We are now to behold Pierre permanently lodged in three lofty adjoining
chambers of the Apostles. And passing on a little further in time, and
overlooking the hundred and one domestic details, of how their internal
arrangements were finally put into steady working order; how poor Delly,
now giving over the sharper pangs of her grief, found in the lighter
occupations of a handmaid and familiar companion to Isabel, the only
practical relief from the memories of her miserable past; how Isabel
herself in the otherwise occupied hours of Pierre, passed some of her
time in mastering the chirographical incoherencies of his manuscripts,
with a view to eventually copying them out in a legible hand for the
printer; or went below stairs to the rooms of the Millthorpes, and in
the modest and amiable society of the three young ladies and their
excellent mother, found some little solace for the absence of Pierre;
or, when his day's work was done, sat by him in the twilight, and played
her mystic guitar till Pierre felt chapter after chapter born of its
wondrous suggestiveness; but alas! eternally incapable of being
translated into words; for where the deepest words end, there music
begins with its supersensuous and all-confounding intimations.

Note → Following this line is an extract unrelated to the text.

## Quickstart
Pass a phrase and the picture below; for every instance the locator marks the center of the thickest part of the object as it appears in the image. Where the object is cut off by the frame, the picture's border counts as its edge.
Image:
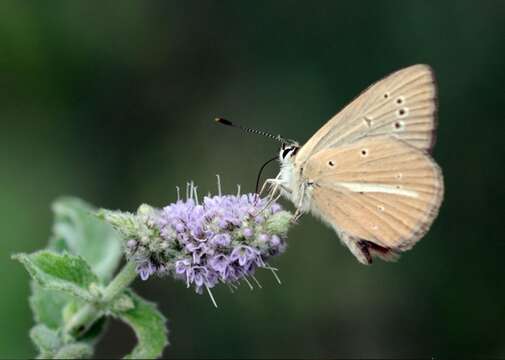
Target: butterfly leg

Disowning now all previous exertions of his mind, and burning in scorn
even those fine fruits of a care-free fancy, which, written at Saddle
Meadows in the sweet legendary time of Lucy and her love, he had
jealously kept from the publishers, as too true and good to be
published; renouncing all his foregone self, Pierre was now engaged in a
comprehensive compacted work, to whose speedy completion two tremendous
motives unitedly impelled;--the burning desire to deliver what he
thought to be new, or at least miserably neglected Truth to the world;
and the prospective menace of being absolutely penniless, unless by the
sale of his book, he could realize money. Swayed to universality of
thought by the widely-explosive mental tendencies of the profound events
which had lately befallen him, and the unprecedented situation in which
he now found himself; and perceiving, by presentiment, that most grand
productions of the best human intellects ever are built round a circle,
as atolls (_i. e._ the primitive coral islets which, raising themselves
in the depths of profoundest seas, rise funnel-like to the surface, and
present there a hoop of white rock, which though on the outside
everywhere lashed by the ocean, yet excludes all tempests from the quiet
lagoon within), digestively including the whole range of all that can be
known or dreamed; Pierre was resolved to give the world a book, which
the world should hail with surprise and delight. A varied scope of
reading, little suspected by his friends, and randomly acquired by a
random but lynx-eyed mind, in the course of the multifarious,
incidental, bibliographic encounterings of almost any civilized young
inquirer after Truth; this poured one considerable contributary stream
into that bottomless spring of original thought which the occasion and
time had caused to burst out in himself. Now he congratulated himself
upon all his cursory acquisitions of this sort; ignorant that in reality
to a mind bent on producing some thoughtful thing of absolute Truth, all
mere reading is apt to prove but an obstacle hard to overcome; and not
an accelerator helpingly pushing him along.